I use jsonb heavily. While it is amazing, I definitely wouldn’t rely on it as a general purpose replacement for NoSQL/schemaless data storage.
An example of an issue I am dealing with currently: while you can create a gin index to speed up containment queries, Postgres doesn’t keep any statistics about jsonb columns. This means the query planner will sometimes do stupid things, like using the index even for very non-selective overlap conditions, which is a lot slower than just doing a sequential scan.
Less of an issue for me but worth considering: the size of the gin index in my use case seems to be about 5x bigger than the size of the unindexed data. I was surprised by the size increase. I only use the containment operator so I could make a smaller/faster index using the jsonb_path_ops operator class. This is on my todo list :)
Like all non-btree indexes in Postgres, the index is unordered. That means sorting by values in the jsonb column will always be slow. This doesn’t matter for selective queries, but exacerbates my already slow non-selective queries that return large result sets.
That said, if your queries are selective, jsonb + gin indexes are surprisingly performant (in the 0.5-10ms range for small result sets). My use case is a mix of structured relational data with jsonb for user-defined values (which of course they want to use for querying/sorting and I was dumb enough to say “sure, why not?”)
In terms of the magnitude of data, there’s roughly 10 million rows. Each team using this service has the query scoped to about 500k-1 million records, and then additional filters (on the jsonb column) will scope that down to anywhere between 60k-0 results.
Thanks for the detailed response. I'm curious, is the NoSQL store a canonical store of its own data?

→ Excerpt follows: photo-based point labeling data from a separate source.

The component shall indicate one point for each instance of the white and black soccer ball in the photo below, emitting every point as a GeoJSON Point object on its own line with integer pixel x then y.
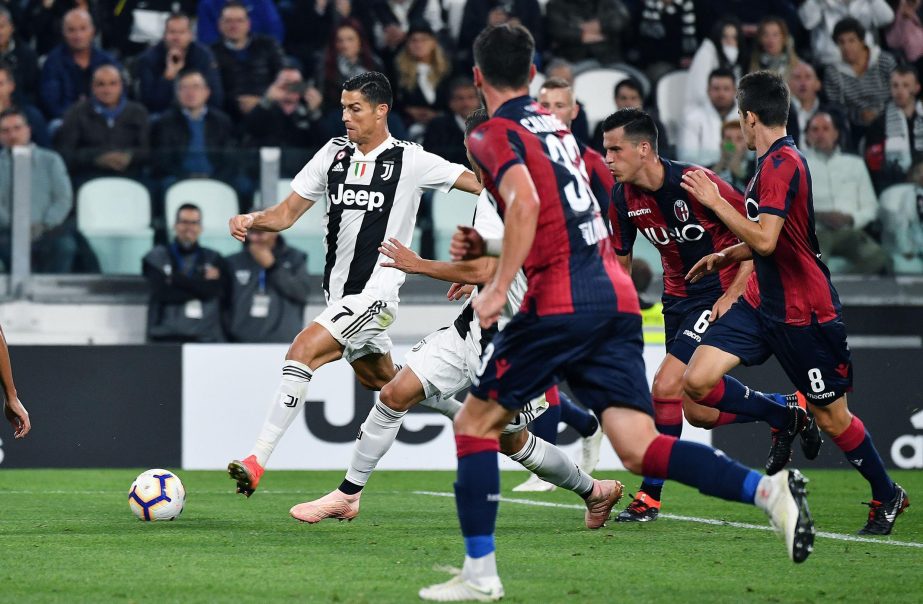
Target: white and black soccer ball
{"type": "Point", "coordinates": [157, 495]}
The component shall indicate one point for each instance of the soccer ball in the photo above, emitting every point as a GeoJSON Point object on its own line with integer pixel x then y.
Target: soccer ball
{"type": "Point", "coordinates": [156, 495]}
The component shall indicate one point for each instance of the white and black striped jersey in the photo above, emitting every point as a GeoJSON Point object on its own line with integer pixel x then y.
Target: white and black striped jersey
{"type": "Point", "coordinates": [369, 198]}
{"type": "Point", "coordinates": [489, 225]}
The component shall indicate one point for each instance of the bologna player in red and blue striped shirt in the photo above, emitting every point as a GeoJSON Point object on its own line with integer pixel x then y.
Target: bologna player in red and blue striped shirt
{"type": "Point", "coordinates": [580, 322]}
{"type": "Point", "coordinates": [790, 308]}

If not, how do you replicate from postgres to the secondary store?
I ask because where I work we sync postgres to a secondary store for search, but the way it's done in a piecemeal, application-specific way gives me the heebie jeebies. It almost certainly will result in that secondary store drifting. Unfortunately we can't use something like zombodb [1] as we're on amazon RDS. It seems like you know your stuff, and seeing non-deterministic consistency irritates the heck out of me!
Thank you for raising this question. Well, for my things I use MongoDB because of very convenient integration with programming languages (Go, C++ via Mongo C++) and zero hassle with schema
But I'll be happy to replace it by something else, my load is extremely small and only single requirement is to have DB as network daemon, not as embedded storage as it will be used by 2 applications (main daemon an API).
If you have ever used Mongo Atlas, you would understand why people use mongo. The administration ease that the platform provides is unmatched by any other DBaaS I am aware of.
Surprisingly, I feel Mongo has been kind of surging back into developers' minds. I thought Mongo was utterly dead, and I also don't know why would one use Mongo instead of JSONB. The last I heard (3-4 years ago?), there were some fundamental problems with Mongo.
That said, I've incidentally heard a lot about Mongo in the last half a year. Might be my bubble. Might be MongoDB actually maturing and getting really good. I hope it's the latter.